The two of them were in Malone’s “office.” Actually it was an observation blister in the central hub of space station Alpha. Oldest and still biggest of the Earth-orbiting commercial stations, Alpha was built on the old wheels-within-wheels scheme. The outermost rim, where most of the staff lived and worked, spun at a rate that gave it almost a full Earth gravity, out-of-bounds for Jade. Two-thirds of the way toward the hub there was a wheel that spun at the Moon’s one-sixth g. That was where she was quartered for her visit. The hub itself, of course, was for all practical purposes at zero-gee, weightless.

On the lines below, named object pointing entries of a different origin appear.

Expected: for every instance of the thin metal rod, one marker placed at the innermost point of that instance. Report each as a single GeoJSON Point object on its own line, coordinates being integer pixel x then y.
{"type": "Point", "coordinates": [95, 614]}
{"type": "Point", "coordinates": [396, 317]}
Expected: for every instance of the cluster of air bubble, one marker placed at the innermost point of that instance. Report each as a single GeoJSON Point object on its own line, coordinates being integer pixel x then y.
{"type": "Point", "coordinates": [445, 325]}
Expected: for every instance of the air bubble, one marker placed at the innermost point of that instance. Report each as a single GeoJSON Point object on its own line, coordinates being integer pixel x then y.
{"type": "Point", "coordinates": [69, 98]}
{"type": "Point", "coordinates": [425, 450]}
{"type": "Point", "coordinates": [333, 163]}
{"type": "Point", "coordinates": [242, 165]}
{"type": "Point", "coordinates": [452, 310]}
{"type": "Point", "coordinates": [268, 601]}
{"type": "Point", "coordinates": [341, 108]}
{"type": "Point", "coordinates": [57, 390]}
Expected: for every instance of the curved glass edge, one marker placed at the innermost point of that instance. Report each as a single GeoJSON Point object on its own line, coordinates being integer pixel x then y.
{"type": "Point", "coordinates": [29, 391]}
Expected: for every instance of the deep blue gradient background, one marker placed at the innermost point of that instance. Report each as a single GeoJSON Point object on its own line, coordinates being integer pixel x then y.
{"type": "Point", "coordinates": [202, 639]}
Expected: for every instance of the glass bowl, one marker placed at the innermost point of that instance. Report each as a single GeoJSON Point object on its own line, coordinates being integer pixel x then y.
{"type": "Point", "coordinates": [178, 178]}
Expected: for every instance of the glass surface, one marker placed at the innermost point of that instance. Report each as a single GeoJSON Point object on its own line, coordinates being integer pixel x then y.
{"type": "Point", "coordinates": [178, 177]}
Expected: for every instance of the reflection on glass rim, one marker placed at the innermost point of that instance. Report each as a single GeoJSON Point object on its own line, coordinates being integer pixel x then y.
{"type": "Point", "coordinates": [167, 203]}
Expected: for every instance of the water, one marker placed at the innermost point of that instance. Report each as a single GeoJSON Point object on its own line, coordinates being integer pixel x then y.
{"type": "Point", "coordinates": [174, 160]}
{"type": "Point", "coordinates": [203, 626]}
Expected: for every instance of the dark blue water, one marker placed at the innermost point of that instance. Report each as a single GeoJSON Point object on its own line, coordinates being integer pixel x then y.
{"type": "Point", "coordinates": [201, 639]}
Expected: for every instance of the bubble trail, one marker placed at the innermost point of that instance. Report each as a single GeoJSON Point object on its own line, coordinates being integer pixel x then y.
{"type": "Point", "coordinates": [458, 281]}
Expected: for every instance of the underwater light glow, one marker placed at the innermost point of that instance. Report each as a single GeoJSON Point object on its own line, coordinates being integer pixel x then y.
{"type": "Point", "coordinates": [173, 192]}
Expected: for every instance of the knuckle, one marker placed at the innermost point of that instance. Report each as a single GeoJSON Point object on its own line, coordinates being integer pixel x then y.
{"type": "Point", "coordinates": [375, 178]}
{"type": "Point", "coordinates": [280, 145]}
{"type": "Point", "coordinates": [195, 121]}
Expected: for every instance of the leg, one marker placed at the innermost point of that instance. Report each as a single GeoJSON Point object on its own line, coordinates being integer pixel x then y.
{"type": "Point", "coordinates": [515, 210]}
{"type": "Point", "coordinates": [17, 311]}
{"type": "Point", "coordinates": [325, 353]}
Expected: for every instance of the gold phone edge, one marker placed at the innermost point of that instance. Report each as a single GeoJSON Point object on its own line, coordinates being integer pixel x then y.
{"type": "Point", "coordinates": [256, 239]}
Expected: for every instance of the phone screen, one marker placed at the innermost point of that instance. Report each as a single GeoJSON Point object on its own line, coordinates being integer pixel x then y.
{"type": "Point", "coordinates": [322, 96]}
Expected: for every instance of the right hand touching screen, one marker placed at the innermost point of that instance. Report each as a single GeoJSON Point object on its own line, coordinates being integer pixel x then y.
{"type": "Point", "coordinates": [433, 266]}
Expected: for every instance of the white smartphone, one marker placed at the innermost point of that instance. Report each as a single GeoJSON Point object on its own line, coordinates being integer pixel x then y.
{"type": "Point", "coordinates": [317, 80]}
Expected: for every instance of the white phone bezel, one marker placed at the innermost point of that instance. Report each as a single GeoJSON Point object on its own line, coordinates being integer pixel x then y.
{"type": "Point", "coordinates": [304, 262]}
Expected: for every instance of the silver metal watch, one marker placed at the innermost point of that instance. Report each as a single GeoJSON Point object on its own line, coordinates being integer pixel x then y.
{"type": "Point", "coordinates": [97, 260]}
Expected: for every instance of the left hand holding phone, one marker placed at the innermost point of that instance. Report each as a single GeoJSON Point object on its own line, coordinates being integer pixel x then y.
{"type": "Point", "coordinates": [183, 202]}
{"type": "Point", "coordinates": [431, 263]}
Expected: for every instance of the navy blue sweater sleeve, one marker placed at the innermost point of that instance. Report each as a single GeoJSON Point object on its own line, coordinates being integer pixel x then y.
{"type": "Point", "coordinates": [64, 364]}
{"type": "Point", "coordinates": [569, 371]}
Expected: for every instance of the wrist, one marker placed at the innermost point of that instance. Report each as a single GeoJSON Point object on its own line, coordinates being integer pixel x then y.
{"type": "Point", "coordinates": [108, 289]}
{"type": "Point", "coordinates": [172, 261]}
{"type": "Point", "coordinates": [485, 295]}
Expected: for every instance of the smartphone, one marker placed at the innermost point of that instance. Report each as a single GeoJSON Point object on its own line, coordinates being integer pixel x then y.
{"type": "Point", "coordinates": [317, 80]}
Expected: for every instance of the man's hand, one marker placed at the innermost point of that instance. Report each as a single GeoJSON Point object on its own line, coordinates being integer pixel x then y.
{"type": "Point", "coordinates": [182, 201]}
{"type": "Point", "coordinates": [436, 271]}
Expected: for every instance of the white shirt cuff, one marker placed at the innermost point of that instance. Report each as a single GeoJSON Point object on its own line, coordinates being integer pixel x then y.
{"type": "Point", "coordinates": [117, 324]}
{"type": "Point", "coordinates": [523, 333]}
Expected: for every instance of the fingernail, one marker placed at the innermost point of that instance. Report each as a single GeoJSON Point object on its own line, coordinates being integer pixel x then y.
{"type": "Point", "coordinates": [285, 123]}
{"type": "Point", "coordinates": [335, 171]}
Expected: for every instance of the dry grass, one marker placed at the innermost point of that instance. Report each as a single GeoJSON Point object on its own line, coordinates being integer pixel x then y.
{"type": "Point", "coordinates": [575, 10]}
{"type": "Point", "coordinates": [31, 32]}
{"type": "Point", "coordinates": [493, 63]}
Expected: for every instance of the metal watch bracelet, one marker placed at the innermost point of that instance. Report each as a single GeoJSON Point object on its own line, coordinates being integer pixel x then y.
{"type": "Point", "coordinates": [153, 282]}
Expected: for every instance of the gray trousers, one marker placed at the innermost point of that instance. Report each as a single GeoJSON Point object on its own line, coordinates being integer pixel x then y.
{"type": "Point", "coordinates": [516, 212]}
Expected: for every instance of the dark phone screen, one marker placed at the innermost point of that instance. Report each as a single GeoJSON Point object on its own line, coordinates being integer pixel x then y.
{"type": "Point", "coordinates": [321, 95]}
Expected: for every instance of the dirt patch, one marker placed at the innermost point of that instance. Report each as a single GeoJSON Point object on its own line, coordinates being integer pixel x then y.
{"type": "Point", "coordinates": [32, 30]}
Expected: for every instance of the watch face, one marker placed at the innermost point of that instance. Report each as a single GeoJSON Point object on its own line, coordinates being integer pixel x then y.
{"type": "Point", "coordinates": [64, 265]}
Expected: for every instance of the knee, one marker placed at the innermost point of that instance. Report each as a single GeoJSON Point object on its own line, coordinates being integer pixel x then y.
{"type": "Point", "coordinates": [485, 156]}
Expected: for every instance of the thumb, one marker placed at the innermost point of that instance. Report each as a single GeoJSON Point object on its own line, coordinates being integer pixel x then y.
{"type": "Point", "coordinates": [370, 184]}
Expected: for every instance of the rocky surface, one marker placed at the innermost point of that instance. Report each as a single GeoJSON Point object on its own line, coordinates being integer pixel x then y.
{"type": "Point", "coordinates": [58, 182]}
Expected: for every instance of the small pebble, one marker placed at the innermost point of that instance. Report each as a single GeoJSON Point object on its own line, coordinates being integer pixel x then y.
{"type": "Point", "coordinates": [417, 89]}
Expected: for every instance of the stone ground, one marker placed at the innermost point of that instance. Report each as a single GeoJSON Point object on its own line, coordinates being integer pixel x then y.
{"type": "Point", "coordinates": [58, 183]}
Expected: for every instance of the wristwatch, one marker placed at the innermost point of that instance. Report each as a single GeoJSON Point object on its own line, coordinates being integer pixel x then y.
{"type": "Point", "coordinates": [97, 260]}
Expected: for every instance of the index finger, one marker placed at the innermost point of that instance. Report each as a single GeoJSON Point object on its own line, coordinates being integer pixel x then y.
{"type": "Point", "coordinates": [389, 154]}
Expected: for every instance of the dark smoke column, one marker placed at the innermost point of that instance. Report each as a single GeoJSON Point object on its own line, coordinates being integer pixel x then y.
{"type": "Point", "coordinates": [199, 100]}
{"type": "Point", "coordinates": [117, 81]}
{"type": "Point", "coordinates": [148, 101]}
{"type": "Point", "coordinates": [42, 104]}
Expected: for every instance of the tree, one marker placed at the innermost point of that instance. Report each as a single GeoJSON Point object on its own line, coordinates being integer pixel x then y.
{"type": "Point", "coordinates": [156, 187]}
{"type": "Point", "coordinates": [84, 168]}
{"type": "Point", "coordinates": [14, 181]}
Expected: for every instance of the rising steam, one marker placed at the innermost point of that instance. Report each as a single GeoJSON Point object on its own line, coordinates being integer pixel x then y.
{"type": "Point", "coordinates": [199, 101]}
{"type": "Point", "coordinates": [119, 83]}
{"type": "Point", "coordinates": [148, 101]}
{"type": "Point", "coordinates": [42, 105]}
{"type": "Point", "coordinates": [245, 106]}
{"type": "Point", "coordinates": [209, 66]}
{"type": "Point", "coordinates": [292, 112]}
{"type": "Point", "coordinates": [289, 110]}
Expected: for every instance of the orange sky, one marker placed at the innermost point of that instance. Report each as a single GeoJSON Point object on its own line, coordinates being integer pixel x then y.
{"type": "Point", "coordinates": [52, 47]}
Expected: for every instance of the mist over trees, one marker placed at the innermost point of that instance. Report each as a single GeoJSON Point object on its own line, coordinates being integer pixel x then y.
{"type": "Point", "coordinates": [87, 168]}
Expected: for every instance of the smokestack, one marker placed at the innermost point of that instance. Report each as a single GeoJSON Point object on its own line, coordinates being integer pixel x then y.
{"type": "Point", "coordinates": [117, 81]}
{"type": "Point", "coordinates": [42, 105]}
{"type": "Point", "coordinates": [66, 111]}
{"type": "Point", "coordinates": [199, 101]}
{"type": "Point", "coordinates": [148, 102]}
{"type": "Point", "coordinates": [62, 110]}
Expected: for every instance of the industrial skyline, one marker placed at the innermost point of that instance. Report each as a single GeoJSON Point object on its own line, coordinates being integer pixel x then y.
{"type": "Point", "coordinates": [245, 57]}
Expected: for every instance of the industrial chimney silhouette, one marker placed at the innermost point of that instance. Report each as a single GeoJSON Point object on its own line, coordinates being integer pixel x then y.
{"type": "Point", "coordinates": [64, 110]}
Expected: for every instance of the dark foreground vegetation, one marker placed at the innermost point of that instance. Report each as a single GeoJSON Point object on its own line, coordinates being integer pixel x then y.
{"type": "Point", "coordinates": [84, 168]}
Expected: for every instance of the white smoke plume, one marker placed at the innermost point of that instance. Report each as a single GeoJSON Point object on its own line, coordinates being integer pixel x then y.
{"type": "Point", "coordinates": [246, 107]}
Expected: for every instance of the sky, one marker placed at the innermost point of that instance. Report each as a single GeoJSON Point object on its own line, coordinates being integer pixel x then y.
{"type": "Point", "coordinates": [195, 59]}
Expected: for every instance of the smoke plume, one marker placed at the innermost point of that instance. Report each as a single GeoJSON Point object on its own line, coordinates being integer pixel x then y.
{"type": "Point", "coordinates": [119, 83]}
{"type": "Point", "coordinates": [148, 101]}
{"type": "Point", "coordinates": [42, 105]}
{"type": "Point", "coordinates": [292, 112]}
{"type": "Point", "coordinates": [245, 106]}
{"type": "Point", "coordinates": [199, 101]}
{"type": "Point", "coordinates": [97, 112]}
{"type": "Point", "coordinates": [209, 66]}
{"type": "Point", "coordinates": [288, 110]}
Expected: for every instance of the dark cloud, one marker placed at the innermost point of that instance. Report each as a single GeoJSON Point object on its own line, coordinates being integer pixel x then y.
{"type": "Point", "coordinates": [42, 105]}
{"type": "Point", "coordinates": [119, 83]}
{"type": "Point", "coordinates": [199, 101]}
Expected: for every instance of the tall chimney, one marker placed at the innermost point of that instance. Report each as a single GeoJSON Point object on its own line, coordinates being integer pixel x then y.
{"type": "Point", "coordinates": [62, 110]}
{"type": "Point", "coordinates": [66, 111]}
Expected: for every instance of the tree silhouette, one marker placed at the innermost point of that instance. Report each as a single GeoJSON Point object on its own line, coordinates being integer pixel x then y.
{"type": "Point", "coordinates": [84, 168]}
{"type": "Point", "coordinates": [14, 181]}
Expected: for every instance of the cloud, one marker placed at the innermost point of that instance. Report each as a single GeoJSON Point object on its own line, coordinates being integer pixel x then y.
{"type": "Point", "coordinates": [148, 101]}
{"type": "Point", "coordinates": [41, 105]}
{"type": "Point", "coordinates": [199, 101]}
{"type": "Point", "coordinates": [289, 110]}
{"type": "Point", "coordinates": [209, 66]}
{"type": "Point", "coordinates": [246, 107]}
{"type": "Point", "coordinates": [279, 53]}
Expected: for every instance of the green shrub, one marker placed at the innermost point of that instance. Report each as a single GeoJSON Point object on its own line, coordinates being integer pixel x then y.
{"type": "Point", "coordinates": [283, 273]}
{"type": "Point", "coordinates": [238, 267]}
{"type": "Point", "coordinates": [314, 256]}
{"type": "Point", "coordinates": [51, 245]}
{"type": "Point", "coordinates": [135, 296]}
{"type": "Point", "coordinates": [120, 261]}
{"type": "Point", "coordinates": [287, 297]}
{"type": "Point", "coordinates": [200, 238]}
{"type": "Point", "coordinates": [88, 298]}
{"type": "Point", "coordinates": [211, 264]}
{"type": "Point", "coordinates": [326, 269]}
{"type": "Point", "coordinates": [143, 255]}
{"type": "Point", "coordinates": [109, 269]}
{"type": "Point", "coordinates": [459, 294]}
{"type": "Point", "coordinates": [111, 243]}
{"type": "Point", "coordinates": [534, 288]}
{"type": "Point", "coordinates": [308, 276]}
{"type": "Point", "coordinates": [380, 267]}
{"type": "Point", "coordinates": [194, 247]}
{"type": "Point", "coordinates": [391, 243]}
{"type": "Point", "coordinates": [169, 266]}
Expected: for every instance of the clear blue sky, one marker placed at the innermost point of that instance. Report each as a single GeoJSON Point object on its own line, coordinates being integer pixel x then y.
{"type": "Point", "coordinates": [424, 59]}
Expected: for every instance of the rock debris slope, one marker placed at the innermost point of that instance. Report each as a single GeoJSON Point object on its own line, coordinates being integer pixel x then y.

Malone’s aerie consisted of one wall on which were located a semicircular sort of desk and communications center, a bank of display screens that were all blankly gray at the moment, and an airtight hatch that led to the spokes that radiated out to the various wheels. The rest of the chamber was a transparent glassteel bubble from which Malone could watch the station’s loading dock—and the overwhelming majesty of the huge, curved, incredibly blue and white-flecked Earth as it slid past endlessly, massive, brilliant, ever-changing, ever-beautiful.

To Jade, though, it seemed as if they were hanging in empty space itself, unprotected by anything at all, and falling, falling, falling toward the ponderous world that filled her peripheral vision. The background rumble of the bearings that bore the massive station’s rotation while the hub remained static sounded to her like the insistent bass growl of a giant grinding wheel that was pressing the breath out of her.

She swallowed bile, felt it burn in her throat, and tried to concentrate on the job at hand.

She said to Malone, “I’ve been assigned to do a biography of Mr. Gunn for the Solar News Network….”

Despite himself, Malone suddenly chuckled. “First time I ever heard him called Mr. Gunn.”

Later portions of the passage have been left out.